Data la enorme importanza dell'energia per la nostra società, pensiamo, anzi siamo "certi" che gli studi sulla disponibilità di energia siano numerosi, approfonditi e indipendenti.
Perciò è d'obbligo chiedersi chi raccoglie i dati statistici sulle fonti energetiche.
Ci sono alcune agenzie governative - due americane, una OCSE e una dell'OPEC ossia dei paesi produttori di petrolio, e una soltanto indipendente.
Così veniamo a scoprire un fatto sensazionale: non sappiamo in alcun modo se i dati comunicati e raccolti dalle agenzie energetiche siano "veri e affidabili".
La prima questione è proprio quella della veridicità e affidabilità dei dati energetici.
E' assai singolare che qualsiasi fattore socio-economico sia analizzato dettagliatamente, mentre le fonti energetiche, essenziali e così indispensabili per la nostra società, non abbiano che pochi centri di ricerca e di indagine pubblici o pubblicamente noti.
Probabilmente ce ne sono di ignoti, ma questo non lo sappiamo.

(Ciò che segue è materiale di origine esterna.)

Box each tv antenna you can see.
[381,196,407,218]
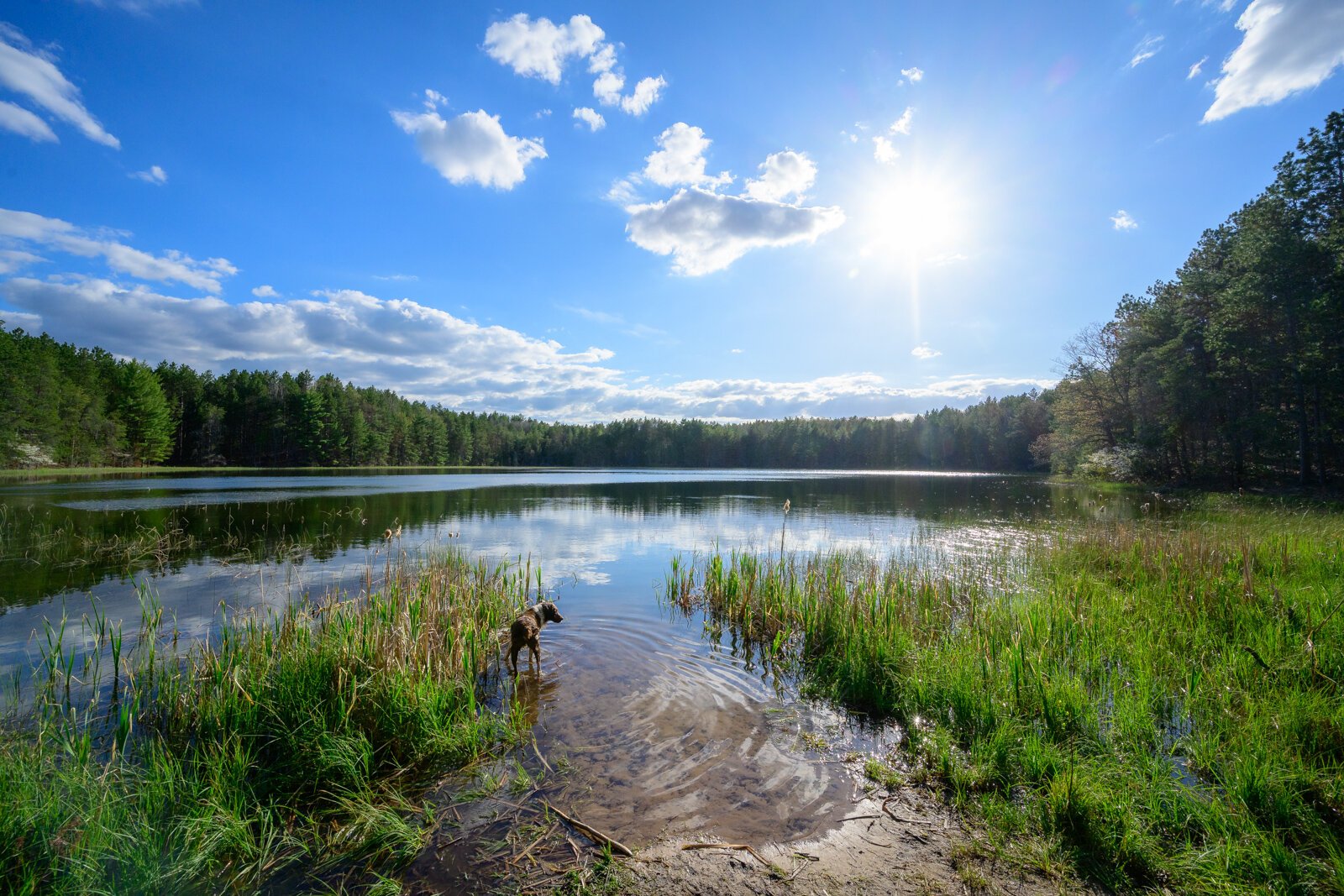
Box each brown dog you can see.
[508,600,564,676]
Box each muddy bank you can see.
[625,790,1078,896]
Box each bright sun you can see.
[864,173,968,265]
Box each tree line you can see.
[1046,112,1344,485]
[0,113,1344,484]
[0,327,1048,470]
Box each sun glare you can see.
[864,173,969,265]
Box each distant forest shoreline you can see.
[0,113,1344,486]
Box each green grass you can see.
[668,498,1344,893]
[0,555,528,893]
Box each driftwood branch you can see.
[681,844,774,871]
[542,799,634,858]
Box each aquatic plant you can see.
[0,553,529,892]
[667,500,1344,892]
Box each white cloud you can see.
[1129,35,1164,69]
[643,121,732,188]
[486,12,667,118]
[1203,0,1344,123]
[910,343,942,361]
[392,107,546,190]
[742,149,817,203]
[887,106,916,137]
[81,0,197,16]
[0,208,238,293]
[486,12,605,85]
[621,76,668,116]
[1110,208,1138,230]
[0,278,1053,423]
[627,188,844,277]
[623,121,844,277]
[574,106,606,130]
[0,23,121,149]
[129,165,168,186]
[0,99,59,144]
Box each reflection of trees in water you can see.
[0,475,1121,605]
[513,668,560,728]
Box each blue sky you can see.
[0,0,1344,422]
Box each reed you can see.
[667,498,1344,893]
[0,553,529,892]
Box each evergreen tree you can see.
[117,361,175,464]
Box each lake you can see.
[0,469,1138,878]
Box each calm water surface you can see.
[0,470,1137,878]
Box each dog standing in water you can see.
[508,600,564,676]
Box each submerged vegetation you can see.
[0,553,529,893]
[667,501,1344,893]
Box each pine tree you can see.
[117,361,173,464]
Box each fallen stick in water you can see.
[681,844,774,869]
[542,799,634,858]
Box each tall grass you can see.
[0,553,529,893]
[668,502,1344,893]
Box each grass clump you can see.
[668,498,1344,893]
[0,555,528,893]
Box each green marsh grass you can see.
[667,498,1344,893]
[0,553,529,893]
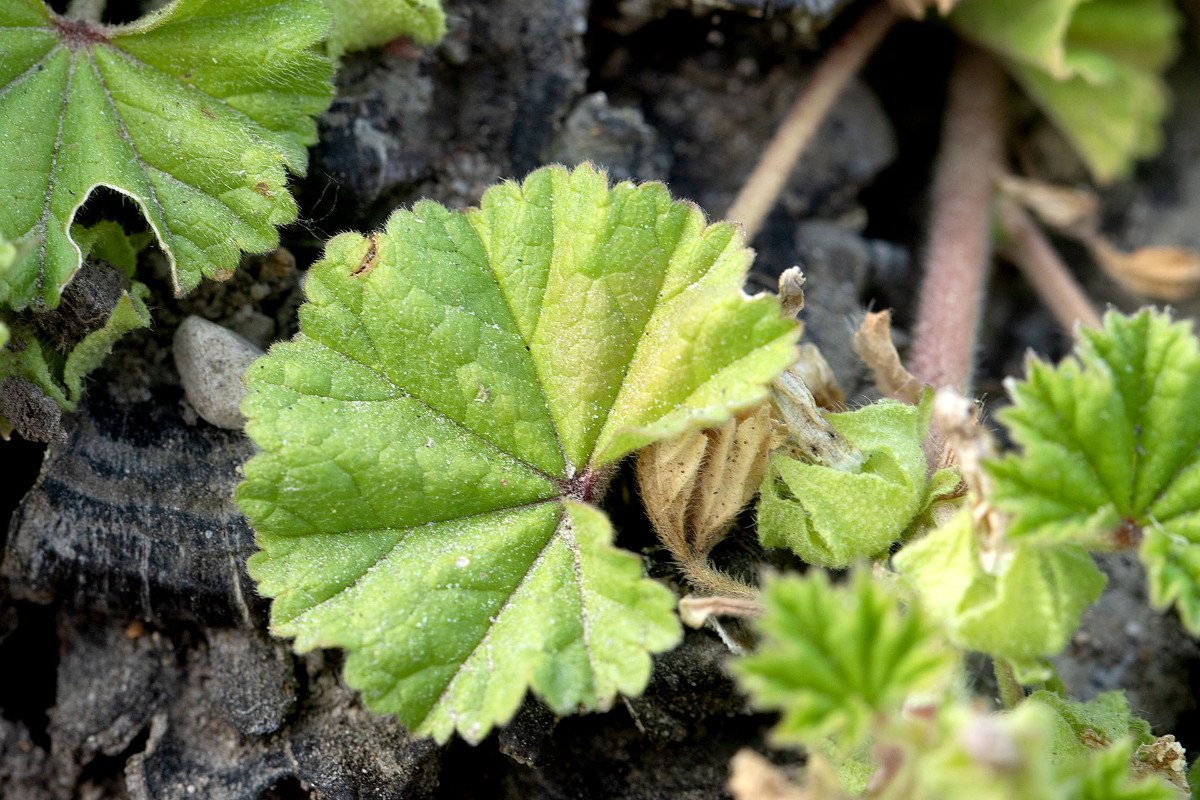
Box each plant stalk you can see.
[908,44,1004,395]
[725,0,900,241]
[997,199,1102,333]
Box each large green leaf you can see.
[0,0,332,309]
[950,0,1180,182]
[238,166,797,741]
[988,309,1200,631]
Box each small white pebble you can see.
[175,315,263,429]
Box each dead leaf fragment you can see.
[637,404,772,597]
[725,750,814,800]
[1086,236,1200,301]
[888,0,959,19]
[854,311,925,405]
[996,175,1100,236]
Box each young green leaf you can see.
[0,281,150,410]
[893,509,1105,675]
[758,393,958,567]
[733,570,955,752]
[0,0,332,309]
[950,0,1180,182]
[988,309,1200,631]
[1026,691,1154,762]
[325,0,446,59]
[238,164,797,741]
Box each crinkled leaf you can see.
[0,0,331,309]
[238,166,797,741]
[989,309,1200,631]
[758,393,956,567]
[1058,739,1183,800]
[733,570,955,751]
[893,509,1105,672]
[325,0,446,59]
[0,281,150,409]
[950,0,1180,182]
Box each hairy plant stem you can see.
[996,199,1100,333]
[991,657,1025,711]
[725,0,899,241]
[908,44,1004,393]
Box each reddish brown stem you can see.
[910,44,1004,393]
[997,200,1100,332]
[725,0,899,241]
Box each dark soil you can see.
[0,0,1200,800]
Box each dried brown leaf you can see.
[637,404,772,597]
[854,311,925,405]
[888,0,959,19]
[934,386,1012,575]
[679,596,763,627]
[725,750,816,800]
[779,266,804,319]
[1086,236,1200,301]
[770,368,863,473]
[996,175,1100,236]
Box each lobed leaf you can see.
[758,395,958,567]
[238,164,797,741]
[0,0,332,309]
[988,309,1200,631]
[733,570,954,751]
[950,0,1180,182]
[893,509,1105,674]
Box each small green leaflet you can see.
[733,570,956,752]
[950,0,1180,182]
[238,164,797,741]
[325,0,446,59]
[758,392,959,567]
[988,309,1200,632]
[893,509,1105,679]
[0,0,332,309]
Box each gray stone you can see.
[174,315,262,431]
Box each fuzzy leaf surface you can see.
[950,0,1180,182]
[325,0,446,59]
[988,309,1200,631]
[733,570,955,751]
[893,509,1105,673]
[758,395,958,567]
[238,164,797,741]
[0,0,332,309]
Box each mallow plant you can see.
[238,164,1200,798]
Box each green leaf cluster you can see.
[893,509,1105,676]
[950,0,1181,182]
[733,569,956,751]
[988,309,1200,632]
[0,222,150,431]
[0,0,332,309]
[758,392,958,567]
[238,164,798,741]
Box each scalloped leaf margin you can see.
[0,0,332,309]
[238,164,798,741]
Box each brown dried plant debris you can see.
[996,175,1200,301]
[854,311,925,405]
[637,404,772,597]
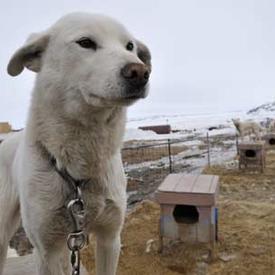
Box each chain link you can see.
[67,186,87,275]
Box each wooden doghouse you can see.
[238,141,265,172]
[263,133,275,149]
[138,124,171,135]
[156,174,219,252]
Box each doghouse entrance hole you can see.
[245,150,256,158]
[173,205,199,224]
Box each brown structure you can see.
[156,174,219,252]
[263,133,275,149]
[238,141,265,173]
[0,122,12,134]
[138,124,171,135]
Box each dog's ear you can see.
[7,33,50,76]
[136,40,152,71]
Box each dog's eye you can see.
[76,37,97,50]
[126,42,134,51]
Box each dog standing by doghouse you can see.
[0,13,151,275]
[232,118,264,140]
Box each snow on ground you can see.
[124,106,275,141]
[7,248,18,258]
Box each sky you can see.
[0,0,275,128]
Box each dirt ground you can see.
[83,152,275,275]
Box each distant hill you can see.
[247,102,275,115]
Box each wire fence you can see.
[122,133,237,206]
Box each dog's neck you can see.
[27,87,126,181]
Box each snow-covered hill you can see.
[247,102,275,116]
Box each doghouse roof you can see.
[156,174,219,206]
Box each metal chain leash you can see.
[67,186,87,275]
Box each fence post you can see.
[236,135,239,155]
[206,132,211,167]
[168,139,173,174]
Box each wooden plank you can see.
[155,192,217,206]
[174,174,199,193]
[209,176,219,194]
[3,254,87,275]
[191,175,213,194]
[158,174,182,192]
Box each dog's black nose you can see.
[121,63,150,88]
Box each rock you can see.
[218,252,237,262]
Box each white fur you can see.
[268,119,275,133]
[0,13,151,275]
[232,118,263,139]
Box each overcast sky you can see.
[0,0,275,127]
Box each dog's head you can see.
[232,118,241,131]
[8,13,151,107]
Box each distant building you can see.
[138,124,171,135]
[0,122,12,134]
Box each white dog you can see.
[232,118,263,139]
[0,13,151,275]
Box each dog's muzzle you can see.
[121,63,150,98]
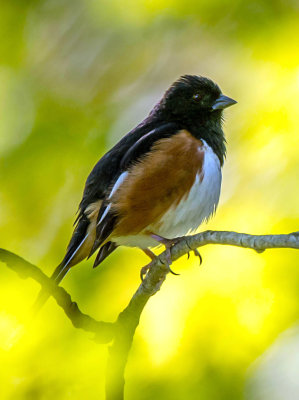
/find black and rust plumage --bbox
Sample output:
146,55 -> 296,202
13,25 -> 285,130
34,75 -> 236,310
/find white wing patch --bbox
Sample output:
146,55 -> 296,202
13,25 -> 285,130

- Per il Petrolio e il Gas, ci sono due importanti pubblicazioni: "Oil and gas journal" e "World Oil", che chiedono i dati ai governi ed i governi gli passano i dati più convenienti per loro.
- Per il Carbone, le fonti sono praticamente le stese di Petrolio e Gas.
- Per l'Uranio, la situazione è ancora più insoddisfacente, poiché le informazioni sull'uranio sono coperte dal segreto militare.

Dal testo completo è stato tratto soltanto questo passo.